The success of Johns Hopkins University has been phenomenal. It has given opportunities for a higher standard of scholarship than we before possessed. It has helped to elevate the work of all the colleges, but it has also served to show clearly the necessity of still further advances. What is needed now is an institution far beyond Johns Hopkins. The liberality of wealthy Americans has been so great as almost to make it seem that it had no limit, but it certainly is not without limit. It can hardly be expected that private munificence will be able to establish a university in this country with sufficient means to perform adequately the service required in the higher realms of learning. We are therefore shut up to the necessity of having this needed institution established by the whole people as represented by our national government. That, and that alone, will be able to accomplish this great work.

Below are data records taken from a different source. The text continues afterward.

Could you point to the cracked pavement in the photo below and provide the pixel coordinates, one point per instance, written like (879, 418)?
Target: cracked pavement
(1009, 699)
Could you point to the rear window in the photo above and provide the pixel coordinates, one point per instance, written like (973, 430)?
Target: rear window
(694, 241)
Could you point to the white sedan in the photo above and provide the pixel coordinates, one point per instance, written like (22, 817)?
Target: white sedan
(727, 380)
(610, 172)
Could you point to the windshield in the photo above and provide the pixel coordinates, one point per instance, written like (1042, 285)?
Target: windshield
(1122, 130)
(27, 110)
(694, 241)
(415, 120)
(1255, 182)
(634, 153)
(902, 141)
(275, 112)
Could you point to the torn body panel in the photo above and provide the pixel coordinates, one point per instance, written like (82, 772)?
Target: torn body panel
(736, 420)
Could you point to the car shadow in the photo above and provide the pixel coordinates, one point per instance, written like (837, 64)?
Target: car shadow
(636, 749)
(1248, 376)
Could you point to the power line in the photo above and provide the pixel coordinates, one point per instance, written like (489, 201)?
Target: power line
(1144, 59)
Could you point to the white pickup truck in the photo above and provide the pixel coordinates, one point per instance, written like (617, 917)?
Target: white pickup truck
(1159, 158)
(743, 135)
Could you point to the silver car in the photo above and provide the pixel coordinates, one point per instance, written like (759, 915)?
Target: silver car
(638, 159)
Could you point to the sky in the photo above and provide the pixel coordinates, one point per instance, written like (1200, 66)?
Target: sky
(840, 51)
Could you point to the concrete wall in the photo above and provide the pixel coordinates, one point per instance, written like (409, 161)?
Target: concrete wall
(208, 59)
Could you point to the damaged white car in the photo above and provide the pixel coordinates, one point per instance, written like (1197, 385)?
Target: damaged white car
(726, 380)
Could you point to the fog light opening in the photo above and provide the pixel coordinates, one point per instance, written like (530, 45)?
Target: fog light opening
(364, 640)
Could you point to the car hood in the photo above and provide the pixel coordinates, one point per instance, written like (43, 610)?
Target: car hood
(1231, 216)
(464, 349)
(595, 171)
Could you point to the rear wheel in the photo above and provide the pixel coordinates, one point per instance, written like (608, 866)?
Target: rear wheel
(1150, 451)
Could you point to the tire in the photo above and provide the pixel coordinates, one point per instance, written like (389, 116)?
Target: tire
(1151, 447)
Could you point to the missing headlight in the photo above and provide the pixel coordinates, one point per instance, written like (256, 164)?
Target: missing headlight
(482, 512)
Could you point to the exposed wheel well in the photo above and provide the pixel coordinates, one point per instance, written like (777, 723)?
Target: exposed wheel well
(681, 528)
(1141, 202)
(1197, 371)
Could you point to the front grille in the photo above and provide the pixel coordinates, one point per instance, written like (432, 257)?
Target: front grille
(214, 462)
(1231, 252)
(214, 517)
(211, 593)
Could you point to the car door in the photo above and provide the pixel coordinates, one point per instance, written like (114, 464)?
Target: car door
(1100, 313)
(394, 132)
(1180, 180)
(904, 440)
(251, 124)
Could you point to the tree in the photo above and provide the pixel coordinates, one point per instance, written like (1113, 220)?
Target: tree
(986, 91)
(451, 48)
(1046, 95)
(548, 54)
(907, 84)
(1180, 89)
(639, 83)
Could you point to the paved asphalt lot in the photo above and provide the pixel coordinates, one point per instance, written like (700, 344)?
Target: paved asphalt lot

Such an institution as is needed ought to be endowed with productive funds to the extent of, at least, two hundred million dollars. This at three per cent. interest would bring an annual income of six million dollars. If the government of the United States should set apart this amount of its bonds for this specific purpose, to be kept at interest, so that there might be a reliable permanent annual income of at least six million dollars, the problem of the much needed higher development of profound learning would at once be on the way towards a solution.

The first question in the discussion of a proposition of such proportions deals with the ability and the advisability of the national government to make and endow such an establishment. There is an opinion, more or less prevalent in every community, that our national government had better not meddle with educational matters. It is true that the national government, as such, is not committed to any general system of education, because it was the policy of the framers of our constitution to leave in the hands of the states and the people of the states all rights and duties which did not seem necessary to be conferred upon the national government.